Similarly, a range of uses will be permitted in the Berryessa Snow Mountain National Monument, including hunting, fishing, mountain biking and whitewater rafting, as well as grazing and motorized vehicle access. The 331,000-acre monument provides a wealth of habitat for game species such as blacktail deer, turkeys, black bears and Tule elk. The region also sustains the trophy trout fisheries of Putah Creek and the Eel River headwaters. Sportsmen and other recreationists who visit the region generate millions of dollars annually, an economic boon that will continue with the area's conservation.
The Waco Mammoth National Monument features remains of Columbian Mammoths from more than 65,000 years ago, as well as other animals of the Pleistocene Epoch, such as the Western Camel, Saber-toothed Cat, and giant tortoise. The protection of this site will provide unparalleled opportunities for scientific studies, while also opening up the wonder of discovery to student groups and visitors from around the world.

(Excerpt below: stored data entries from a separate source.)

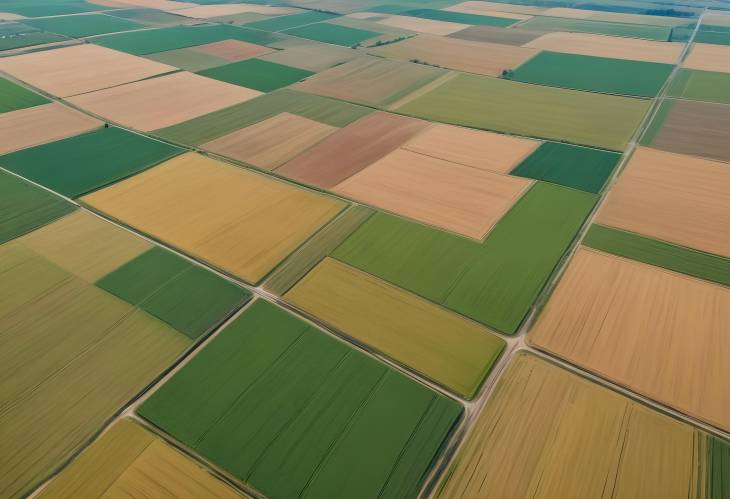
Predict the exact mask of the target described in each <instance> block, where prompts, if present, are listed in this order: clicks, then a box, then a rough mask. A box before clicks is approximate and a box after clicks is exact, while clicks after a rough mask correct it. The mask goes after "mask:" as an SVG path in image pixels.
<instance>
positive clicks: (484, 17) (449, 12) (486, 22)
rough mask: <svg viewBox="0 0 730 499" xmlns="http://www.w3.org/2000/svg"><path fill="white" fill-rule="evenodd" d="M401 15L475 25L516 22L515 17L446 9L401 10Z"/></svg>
mask: <svg viewBox="0 0 730 499" xmlns="http://www.w3.org/2000/svg"><path fill="white" fill-rule="evenodd" d="M401 15H403V16H411V17H420V18H421V19H433V20H435V21H448V22H452V23H460V24H473V25H475V26H497V27H499V28H504V27H507V26H511V25H513V24H515V23H516V22H517V19H508V18H506V17H493V16H487V15H484V16H482V15H477V14H464V13H462V12H451V11H448V10H436V9H415V10H408V11H405V12H402V13H401Z"/></svg>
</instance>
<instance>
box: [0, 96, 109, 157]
mask: <svg viewBox="0 0 730 499" xmlns="http://www.w3.org/2000/svg"><path fill="white" fill-rule="evenodd" d="M101 125H102V123H101V121H99V120H97V119H94V118H92V117H91V116H87V115H85V114H82V113H80V112H78V111H75V110H73V109H71V108H69V107H66V106H62V105H61V104H58V103H51V104H45V105H42V106H35V107H30V108H27V109H20V110H18V111H12V112H10V113H3V114H0V154H5V153H8V152H11V151H17V150H18V149H25V148H26V147H31V146H37V145H40V144H45V143H47V142H53V141H54V140H59V139H63V138H66V137H71V136H72V135H77V134H79V133H83V132H88V131H89V130H93V129H94V128H98V127H100V126H101Z"/></svg>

“Waco Mammoth is a classic site for inclusion in our National Park System,” said Suzanne Dixon, Senior Director, Regional Operations of the National Parks Conservation Association. ” It is the nation’s only discovery of a nursery herd of Pleistocene-era mammoths, and there is no other Park Service site specifically set aside to tell their story. The bones at Waco Mammoth provide a glimpse into North America’s wild past, enabling us to see what lived here tens of thousands of years ago.”